Castro Almeida reconheceu que este número é “ainda muito pouco” e que o processo de cadastro é fundamental para a correta gestão das florestas, mas alertou que a dimensão do problema torna a limpeza completa uma tarefa praticamente inviável. “Estamos a falar de milhões de hectares, muitos deles em propriedade privada dispersa e sem qualquer registo”, justificou o ministro.

O governante adiantou ainda que cerca de 150 municípios portugueses vão ver os seus apoios resolvidos “a mais de 90%”, sugerindo que o governo está a concentrar esforços em regiões prioritárias. Contudo, a meta de cadastrar todo o território continua distante, o que compromete a prevenção de incêndios florestais e a proteção do meio ambiente.

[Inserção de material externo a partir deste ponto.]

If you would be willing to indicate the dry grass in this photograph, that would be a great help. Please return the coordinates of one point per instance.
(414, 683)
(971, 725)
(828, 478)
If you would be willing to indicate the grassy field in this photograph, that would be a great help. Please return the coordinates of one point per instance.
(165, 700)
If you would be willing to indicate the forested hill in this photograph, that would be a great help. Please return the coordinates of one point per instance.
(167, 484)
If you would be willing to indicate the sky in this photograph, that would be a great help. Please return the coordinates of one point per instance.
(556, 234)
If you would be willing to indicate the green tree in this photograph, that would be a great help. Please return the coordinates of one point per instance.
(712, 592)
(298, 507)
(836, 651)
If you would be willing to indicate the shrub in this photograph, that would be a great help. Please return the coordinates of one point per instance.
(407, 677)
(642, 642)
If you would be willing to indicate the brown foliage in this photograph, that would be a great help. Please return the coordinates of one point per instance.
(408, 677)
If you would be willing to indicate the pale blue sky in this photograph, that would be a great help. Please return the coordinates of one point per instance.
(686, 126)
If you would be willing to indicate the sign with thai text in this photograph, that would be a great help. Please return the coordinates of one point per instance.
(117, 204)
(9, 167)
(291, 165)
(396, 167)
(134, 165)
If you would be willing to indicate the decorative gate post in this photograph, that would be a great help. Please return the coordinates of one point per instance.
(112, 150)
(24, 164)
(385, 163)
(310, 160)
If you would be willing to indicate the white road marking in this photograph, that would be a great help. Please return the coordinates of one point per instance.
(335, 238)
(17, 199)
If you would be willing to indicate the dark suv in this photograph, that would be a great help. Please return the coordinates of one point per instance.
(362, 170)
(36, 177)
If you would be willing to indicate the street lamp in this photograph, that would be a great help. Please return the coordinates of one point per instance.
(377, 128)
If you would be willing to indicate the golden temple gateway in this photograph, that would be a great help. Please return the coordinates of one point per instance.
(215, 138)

As declarações de Castro Almeida ocorrem num momento de forte pressão sobre o governo, com várias associações ambientalistas e partidos da oposição a exigirem medidas mais concretas para a limpeza das florestas e a redução do risco de incêndios. O ministro, no entanto, manteve a sua posição, classificando o desafio como “estrutural e de longa duração”.